Since the present invention is constructed and functions as described above, according to this, uniformization of microwave irradiation to each object mounting portion is promoted by the action of the microwave rotary reflector (stirrer). At the same time, since the air inside is agitated by the microwave reflection fins, uniformization of the internal temperature inside the chamber is promoted at this point as well.
Accordingly, it is possible to provide an unprecedented excellent microwave heating device capable of uniformly and quickly heating a plurality of objects to be heated placed on each object to be heated placing section.
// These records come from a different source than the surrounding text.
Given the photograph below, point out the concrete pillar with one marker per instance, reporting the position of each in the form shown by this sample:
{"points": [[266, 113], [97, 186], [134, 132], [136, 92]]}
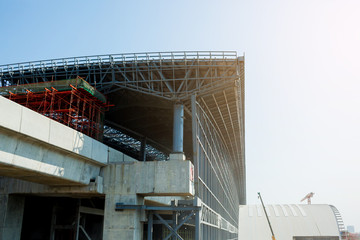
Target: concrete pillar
{"points": [[11, 216], [126, 224], [178, 130]]}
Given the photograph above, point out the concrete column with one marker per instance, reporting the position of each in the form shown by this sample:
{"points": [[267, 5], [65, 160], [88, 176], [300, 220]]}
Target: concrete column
{"points": [[178, 130], [11, 216], [126, 224]]}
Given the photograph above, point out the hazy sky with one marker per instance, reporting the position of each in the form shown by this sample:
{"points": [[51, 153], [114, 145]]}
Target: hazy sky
{"points": [[302, 75]]}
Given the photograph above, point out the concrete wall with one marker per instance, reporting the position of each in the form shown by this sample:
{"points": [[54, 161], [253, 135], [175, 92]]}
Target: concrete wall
{"points": [[130, 182], [38, 127], [11, 215], [158, 178]]}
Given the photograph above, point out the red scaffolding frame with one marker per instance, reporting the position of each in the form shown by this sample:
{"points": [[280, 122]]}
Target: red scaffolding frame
{"points": [[75, 107]]}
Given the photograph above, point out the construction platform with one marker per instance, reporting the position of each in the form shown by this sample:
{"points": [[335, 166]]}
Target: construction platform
{"points": [[165, 161]]}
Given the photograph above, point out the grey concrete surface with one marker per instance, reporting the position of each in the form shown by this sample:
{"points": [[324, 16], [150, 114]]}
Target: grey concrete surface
{"points": [[11, 215]]}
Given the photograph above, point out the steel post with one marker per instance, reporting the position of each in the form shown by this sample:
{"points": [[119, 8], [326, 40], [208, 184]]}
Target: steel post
{"points": [[178, 130]]}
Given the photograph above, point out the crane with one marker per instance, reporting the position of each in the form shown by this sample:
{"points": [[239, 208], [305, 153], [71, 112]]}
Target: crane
{"points": [[272, 232], [308, 197]]}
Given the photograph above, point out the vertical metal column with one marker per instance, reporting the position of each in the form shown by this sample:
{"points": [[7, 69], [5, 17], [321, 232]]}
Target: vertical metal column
{"points": [[150, 226], [178, 130], [143, 149]]}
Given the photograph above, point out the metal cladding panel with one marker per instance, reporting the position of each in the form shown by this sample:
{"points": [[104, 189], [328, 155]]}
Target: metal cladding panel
{"points": [[144, 87], [288, 221]]}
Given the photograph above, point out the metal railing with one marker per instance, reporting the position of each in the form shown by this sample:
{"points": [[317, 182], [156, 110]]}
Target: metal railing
{"points": [[113, 58]]}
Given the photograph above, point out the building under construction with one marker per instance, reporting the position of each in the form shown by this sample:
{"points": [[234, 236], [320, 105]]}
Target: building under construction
{"points": [[124, 146]]}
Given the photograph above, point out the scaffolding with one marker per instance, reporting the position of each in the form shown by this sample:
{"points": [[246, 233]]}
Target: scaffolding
{"points": [[72, 102]]}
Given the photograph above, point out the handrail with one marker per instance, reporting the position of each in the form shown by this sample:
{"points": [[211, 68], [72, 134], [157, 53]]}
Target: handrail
{"points": [[113, 58]]}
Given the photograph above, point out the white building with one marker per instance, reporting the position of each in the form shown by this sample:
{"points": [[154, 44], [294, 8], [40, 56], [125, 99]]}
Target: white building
{"points": [[290, 222]]}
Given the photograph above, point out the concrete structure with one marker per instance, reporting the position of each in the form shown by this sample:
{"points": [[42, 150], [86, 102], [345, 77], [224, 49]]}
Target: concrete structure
{"points": [[171, 163], [297, 222]]}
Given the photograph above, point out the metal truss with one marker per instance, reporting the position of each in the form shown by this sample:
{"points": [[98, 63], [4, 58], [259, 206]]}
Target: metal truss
{"points": [[211, 87], [170, 75]]}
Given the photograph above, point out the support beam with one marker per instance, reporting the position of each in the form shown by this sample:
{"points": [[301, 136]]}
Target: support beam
{"points": [[178, 130]]}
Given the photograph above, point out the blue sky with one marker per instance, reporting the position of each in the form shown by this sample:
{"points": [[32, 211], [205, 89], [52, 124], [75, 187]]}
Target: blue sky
{"points": [[302, 75]]}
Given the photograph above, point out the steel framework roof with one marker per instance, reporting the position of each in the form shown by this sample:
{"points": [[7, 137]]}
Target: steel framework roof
{"points": [[215, 77]]}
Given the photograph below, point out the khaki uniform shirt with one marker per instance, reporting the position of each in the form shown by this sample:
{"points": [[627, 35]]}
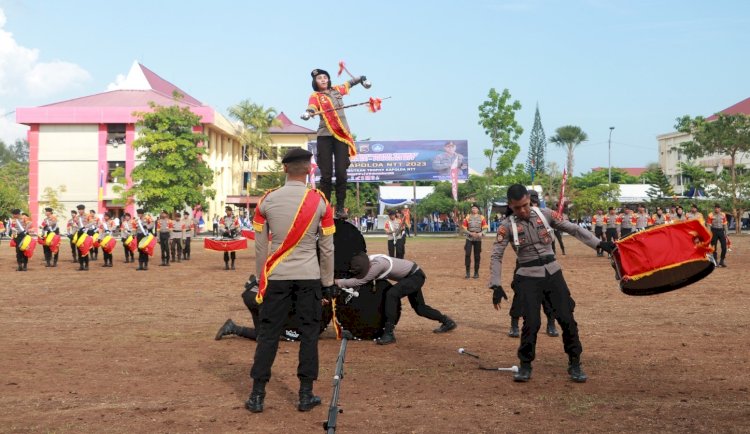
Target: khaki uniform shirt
{"points": [[534, 242], [279, 208]]}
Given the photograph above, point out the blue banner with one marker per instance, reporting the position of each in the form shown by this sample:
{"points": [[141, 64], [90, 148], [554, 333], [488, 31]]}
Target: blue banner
{"points": [[422, 160]]}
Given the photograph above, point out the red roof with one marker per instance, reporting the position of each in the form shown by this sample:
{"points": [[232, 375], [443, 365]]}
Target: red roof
{"points": [[742, 107], [632, 171], [287, 127]]}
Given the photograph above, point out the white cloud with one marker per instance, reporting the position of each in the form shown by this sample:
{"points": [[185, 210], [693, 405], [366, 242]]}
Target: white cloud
{"points": [[23, 74]]}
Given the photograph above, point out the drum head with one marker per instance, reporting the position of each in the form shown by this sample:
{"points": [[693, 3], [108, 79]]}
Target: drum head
{"points": [[670, 279]]}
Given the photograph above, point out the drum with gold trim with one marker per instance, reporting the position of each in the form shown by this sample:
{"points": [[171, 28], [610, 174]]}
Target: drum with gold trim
{"points": [[663, 258]]}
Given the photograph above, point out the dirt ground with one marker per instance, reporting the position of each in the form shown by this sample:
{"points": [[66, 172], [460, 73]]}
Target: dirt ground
{"points": [[115, 350]]}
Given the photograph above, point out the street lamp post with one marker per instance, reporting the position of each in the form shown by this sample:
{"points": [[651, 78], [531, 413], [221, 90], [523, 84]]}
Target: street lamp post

[Brief description of drawings]

FIG. 1 is a partially omitted schematic configuration diagram showing a first embodiment of the present invention.

FIG. 2 is an explanatory diagram showing the operation of the embodiment shown in FIG.

3A and 3B are diagrams showing a temperature distribution of a position where the object to be heated of the embodiment in FIG. 1 is placed, FIG. 3A shows a case without a stirrer, and FIG. 3B shows a stirrer. Shown when equipped.

FIG. 4 is a partially omitted schematic configuration diagram showing a second embodiment of the present invention.

5 is an explanatory diagram showing a positional relationship of gears in FIG. 4. FIG.

6 is a perspective view showing a stirrer portion of FIG. 4. FIG.

FIG. 7 is a plan view with a part of FIG. 4 omitted.

FIG. 8 is a perspective view showing a stirrer portion in a third embodiment of the present invention.

[Explanation of symbols]

1 Chamber 2 Microwave Output Means 3,33 Turntable Mechanism 4 Support Frame 4A Opening of Support Frame 5,40 Rotating Spindle 6 Sun Gear 7,8,36,37,38,39 Planetary Gear 11,12, 50 Heated Object Placement Part 30, 51, 52, 53, 54 Microwave Rotating Reflector (Stirrer) 34 Cylindrical Support Frame 40A Arm Member

Claims (3)

[Claims] 1. A hermetically sealed box-shaped chamber, a microwave output means for radiating a microwave into a space in the chamber, a turntable mechanism mounted in the chamber, and the turntable mechanism. In the microwave heating device, comprising: a part to be heated mounted on a part of the heating table, the turntable mechanism is fixed to a bottom part in the chamber, and a support frame body having an upper opening is formed; A structure including a rotating main shaft portion rotatably mounted on the center line of the support frame, a sun gear coaxially mounted on the rotating main shaft portion, and a plurality of planet gears arranged around the sun gear. And, each of the planetary gears is individually equipped with the object-to-be-heated mounting portion, and a microwave radiating portion of the microwave output means is provided at a predetermined position in the chamber, and the rotating main shaft portion is provided. A microwave heating apparatus comprising: a microwave rotating reflector that is biased and rotated in a manner corresponding to the microwave radiating portion in the chamber. 2. The microwave heating apparatus according to claim 1, wherein the microwave rotary reflector is provided on the rotary main shaft portion via a supporting shaft portion thereof. 3. A plurality of the rotary reflectors for microwaves are provided, and the rotary reflectors for microwaves are individually provided to the turntables of the plurality of planetary gear portions via the respective support shaft portions. The microwave heating device according to claim 1, wherein the microwave heating device is provided.